Chapter 30.3-30.5 - risk transfer/reinsurance Flashcards
What is facultative reinsurance?
One reinsurance arrangement per policy (case-by-case) basis. Normally for large financial risks.
What is a reinsurance treaty?
Reinsurance arranged for a defined group or series of risks.
What is proportional reinsurance?
Under a proportional reinsurance arrangement, the reinsurer covers an agreed proportion of each risk. The two main forms are:
Quota share - constant proportion covered for all risks
Surplus - proportion varies depending on the risk being covered (EML)
Both forms need to be administered automatically and therefore require a treaty.
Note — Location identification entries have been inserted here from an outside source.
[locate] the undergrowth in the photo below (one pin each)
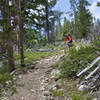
(78, 59)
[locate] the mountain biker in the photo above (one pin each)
(69, 39)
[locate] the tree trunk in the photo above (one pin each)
(47, 22)
(9, 44)
(20, 36)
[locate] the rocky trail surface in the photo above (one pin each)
(36, 81)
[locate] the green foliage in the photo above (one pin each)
(57, 93)
(74, 94)
(49, 46)
(7, 81)
(96, 43)
(98, 4)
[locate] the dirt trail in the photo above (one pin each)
(35, 81)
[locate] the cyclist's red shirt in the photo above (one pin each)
(68, 38)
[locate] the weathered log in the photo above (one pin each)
(91, 65)
(93, 72)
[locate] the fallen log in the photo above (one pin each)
(87, 68)
(93, 72)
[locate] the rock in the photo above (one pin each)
(19, 76)
(83, 88)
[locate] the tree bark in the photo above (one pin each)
(47, 22)
(20, 36)
(9, 44)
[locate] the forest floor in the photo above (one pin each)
(36, 81)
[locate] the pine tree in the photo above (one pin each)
(8, 32)
(85, 19)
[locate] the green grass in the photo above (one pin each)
(57, 93)
(7, 81)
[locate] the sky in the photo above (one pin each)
(64, 6)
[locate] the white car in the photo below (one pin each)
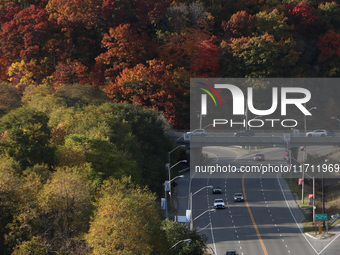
(238, 197)
(317, 133)
(200, 132)
(219, 203)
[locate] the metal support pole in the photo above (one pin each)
(166, 201)
(314, 200)
(191, 216)
(303, 175)
(323, 202)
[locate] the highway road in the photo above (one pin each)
(266, 223)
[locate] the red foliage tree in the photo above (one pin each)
(301, 16)
(153, 85)
(206, 62)
(69, 73)
(139, 13)
(240, 24)
(125, 47)
(329, 44)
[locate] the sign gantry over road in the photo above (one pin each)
(320, 216)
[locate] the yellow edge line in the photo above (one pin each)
(252, 217)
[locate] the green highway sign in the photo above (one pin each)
(320, 216)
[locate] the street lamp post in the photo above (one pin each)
(165, 189)
(190, 197)
(209, 210)
(313, 178)
(185, 240)
(305, 123)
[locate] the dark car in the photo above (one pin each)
(231, 252)
(330, 133)
(247, 132)
(259, 157)
(217, 190)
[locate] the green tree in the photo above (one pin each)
(9, 188)
(260, 56)
(78, 95)
(35, 246)
(126, 221)
(176, 232)
(9, 98)
(26, 223)
(65, 205)
(27, 136)
(105, 159)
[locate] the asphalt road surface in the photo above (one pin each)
(268, 222)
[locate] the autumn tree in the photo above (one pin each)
(9, 188)
(106, 161)
(65, 205)
(152, 85)
(274, 23)
(240, 24)
(69, 72)
(141, 14)
(329, 14)
(27, 136)
(23, 37)
(126, 221)
(260, 56)
(302, 16)
(206, 62)
(329, 44)
(329, 58)
(9, 98)
(25, 223)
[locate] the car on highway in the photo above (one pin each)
(330, 133)
(217, 190)
(317, 133)
(219, 203)
(247, 132)
(199, 132)
(231, 252)
(259, 157)
(238, 197)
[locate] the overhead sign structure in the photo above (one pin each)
(320, 216)
(310, 199)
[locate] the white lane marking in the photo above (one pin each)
(297, 224)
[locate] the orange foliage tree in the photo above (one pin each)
(240, 24)
(153, 85)
(69, 73)
(125, 48)
(205, 62)
(329, 44)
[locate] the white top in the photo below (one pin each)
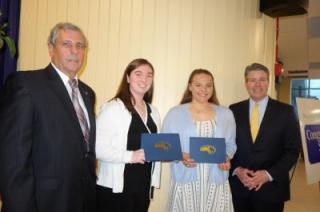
(113, 124)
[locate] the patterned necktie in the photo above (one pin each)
(81, 116)
(254, 122)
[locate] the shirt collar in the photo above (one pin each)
(263, 102)
(62, 75)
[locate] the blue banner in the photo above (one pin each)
(312, 133)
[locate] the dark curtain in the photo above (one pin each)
(10, 10)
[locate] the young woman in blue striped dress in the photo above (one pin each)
(200, 187)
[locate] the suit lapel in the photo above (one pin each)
(61, 92)
(265, 121)
(246, 120)
(88, 103)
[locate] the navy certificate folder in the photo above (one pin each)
(161, 146)
(208, 150)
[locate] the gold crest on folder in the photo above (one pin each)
(162, 145)
(208, 148)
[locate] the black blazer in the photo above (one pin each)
(276, 149)
(43, 160)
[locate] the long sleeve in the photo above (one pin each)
(111, 138)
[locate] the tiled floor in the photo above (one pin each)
(304, 198)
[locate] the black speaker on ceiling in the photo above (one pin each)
(280, 8)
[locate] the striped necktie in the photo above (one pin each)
(254, 122)
(80, 114)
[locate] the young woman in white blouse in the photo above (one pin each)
(125, 180)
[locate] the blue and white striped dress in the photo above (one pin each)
(200, 195)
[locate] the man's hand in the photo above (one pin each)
(138, 156)
(259, 178)
(245, 176)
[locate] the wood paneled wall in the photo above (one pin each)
(176, 36)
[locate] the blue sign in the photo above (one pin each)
(313, 142)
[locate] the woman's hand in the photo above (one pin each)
(138, 156)
(187, 161)
(225, 166)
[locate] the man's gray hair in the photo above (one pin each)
(64, 26)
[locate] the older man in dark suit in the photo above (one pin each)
(47, 133)
(268, 145)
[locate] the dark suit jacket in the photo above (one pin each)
(276, 149)
(43, 162)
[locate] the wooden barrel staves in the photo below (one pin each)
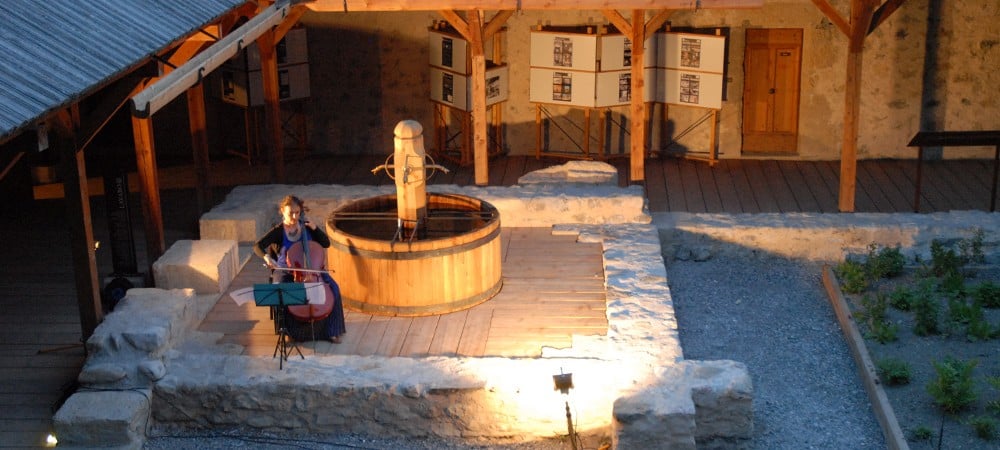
(450, 263)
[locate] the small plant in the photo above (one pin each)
(984, 426)
(901, 298)
(893, 372)
(885, 262)
(986, 294)
(944, 260)
(925, 311)
(922, 433)
(953, 389)
(852, 276)
(971, 249)
(993, 406)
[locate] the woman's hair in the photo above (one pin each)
(290, 200)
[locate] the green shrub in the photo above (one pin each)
(986, 294)
(944, 260)
(884, 262)
(853, 279)
(953, 390)
(893, 372)
(971, 249)
(984, 426)
(901, 298)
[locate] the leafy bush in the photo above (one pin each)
(893, 372)
(885, 262)
(853, 278)
(953, 389)
(901, 298)
(986, 294)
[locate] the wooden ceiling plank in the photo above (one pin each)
(883, 12)
(834, 16)
(525, 5)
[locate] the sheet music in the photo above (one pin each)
(315, 292)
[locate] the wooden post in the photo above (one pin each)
(479, 132)
(145, 157)
(272, 109)
(199, 144)
(78, 222)
(637, 139)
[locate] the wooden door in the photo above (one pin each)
(772, 64)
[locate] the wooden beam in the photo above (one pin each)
(291, 20)
(272, 107)
(199, 144)
(637, 107)
(831, 13)
(78, 221)
(657, 21)
(861, 15)
(343, 6)
(883, 12)
(149, 187)
(619, 21)
(480, 154)
(457, 22)
(496, 24)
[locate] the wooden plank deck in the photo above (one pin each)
(40, 329)
(553, 289)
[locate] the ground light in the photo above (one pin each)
(563, 383)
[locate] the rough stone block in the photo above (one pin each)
(655, 418)
(242, 226)
(103, 419)
(207, 266)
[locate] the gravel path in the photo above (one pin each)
(771, 314)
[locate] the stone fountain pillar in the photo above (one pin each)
(411, 178)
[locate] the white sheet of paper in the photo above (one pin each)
(315, 292)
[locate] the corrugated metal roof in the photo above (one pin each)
(54, 51)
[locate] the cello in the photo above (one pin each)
(309, 320)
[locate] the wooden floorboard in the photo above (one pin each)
(550, 282)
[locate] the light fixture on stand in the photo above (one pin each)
(563, 383)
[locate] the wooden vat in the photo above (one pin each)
(453, 264)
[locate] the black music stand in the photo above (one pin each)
(279, 296)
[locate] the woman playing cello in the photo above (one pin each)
(290, 239)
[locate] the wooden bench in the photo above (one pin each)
(956, 139)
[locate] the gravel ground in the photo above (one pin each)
(771, 314)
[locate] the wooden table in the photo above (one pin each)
(956, 139)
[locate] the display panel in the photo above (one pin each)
(564, 51)
(449, 52)
(455, 90)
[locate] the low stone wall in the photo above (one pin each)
(821, 237)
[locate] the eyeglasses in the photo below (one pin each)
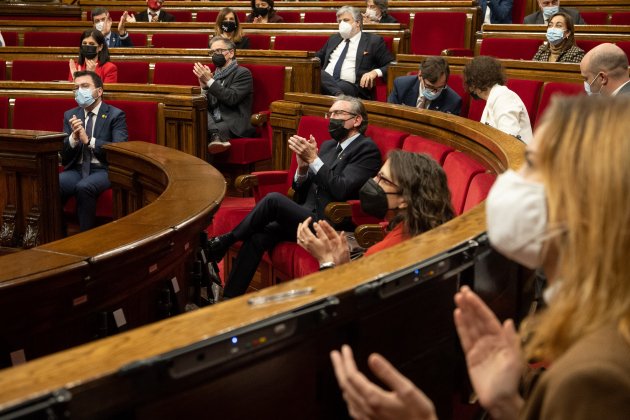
(338, 113)
(218, 51)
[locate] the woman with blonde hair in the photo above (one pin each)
(228, 26)
(567, 212)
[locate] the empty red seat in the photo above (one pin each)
(52, 39)
(133, 72)
(510, 48)
(31, 70)
(434, 32)
(167, 40)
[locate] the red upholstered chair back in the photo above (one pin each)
(551, 89)
(478, 190)
(141, 119)
(166, 73)
(320, 17)
(259, 41)
(460, 170)
(40, 71)
(617, 18)
(595, 18)
(41, 113)
(435, 31)
(510, 48)
(419, 144)
(300, 42)
(52, 39)
(165, 40)
(133, 72)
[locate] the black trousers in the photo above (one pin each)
(274, 219)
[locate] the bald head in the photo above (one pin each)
(605, 65)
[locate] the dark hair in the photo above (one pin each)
(103, 55)
(433, 67)
(483, 72)
(96, 79)
(423, 186)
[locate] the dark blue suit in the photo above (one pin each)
(276, 217)
(110, 126)
(406, 91)
(115, 41)
(372, 54)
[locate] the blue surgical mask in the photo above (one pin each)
(550, 11)
(84, 97)
(555, 35)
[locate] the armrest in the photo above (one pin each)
(368, 235)
(458, 52)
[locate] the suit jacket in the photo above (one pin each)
(111, 127)
(372, 54)
(591, 380)
(340, 178)
(500, 10)
(115, 41)
(162, 17)
(537, 18)
(235, 94)
(406, 91)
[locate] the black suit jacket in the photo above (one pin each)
(340, 178)
(538, 18)
(406, 91)
(372, 54)
(110, 127)
(235, 94)
(162, 17)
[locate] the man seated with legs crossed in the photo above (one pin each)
(335, 172)
(89, 127)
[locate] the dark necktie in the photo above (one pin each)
(337, 69)
(87, 154)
An insurer enters in a x% reinsurance treaty on a group of policies. If the claim amount is y on that group of policies over the term of the reinsurance contract, write and expression for the reinsurance recovery over the term.
x% * y
What are the uses of quota share reinsurance?
Spread risk
Write larger portfolios of risk
Encourage reciprocal business (see p. 11 for definition of reciprocal quota share reinsurance)
Outline the advantages and disadvantages of quota share reinsurance relative to other forms of reinsurance.
Advantages:
Easy to administer, as it is written by treaty and a constant proportion of risk is ceded.
Helps to diversify risk, because the reinsurer can write more business for the same amount of capital
Disadvantages:
Same proportion of risk is ceded regardless of potential claim size
Same proportion of risk is ceded regardless of volatility/risk profile
No cap on potentially very large claims
What is surplus reinsurance.
A surplus reinsurance treaty specifies a retention level and a maximum level of cover available from the reinsurer.
The proportion of risk ceded is then used in the same way as for quota share.
The retention level could be the same for all risks in a group of policies, or could be specified for each individual risk.
A direct writer reinsures a group of policies with an EML of E. If they choose a retention limit of R and the total claims on the policies for the year is S, write and expression for the reinsurance recovery amount.
(1-R/E) * S
Note the size of S does not matter, so it can be larger than E.
See also the example questions on p. 13&14
Outline the advantages and disadvantages of surplus reinsurance relative to other forms of reinsurance.
Advantages:
Allows direct writer to accept larger risks
It helps the direct writer to spread risks
It is flexible
Disadvantages:
More complex administration due to the need to assess and record separately for each risk the amount to be ceded.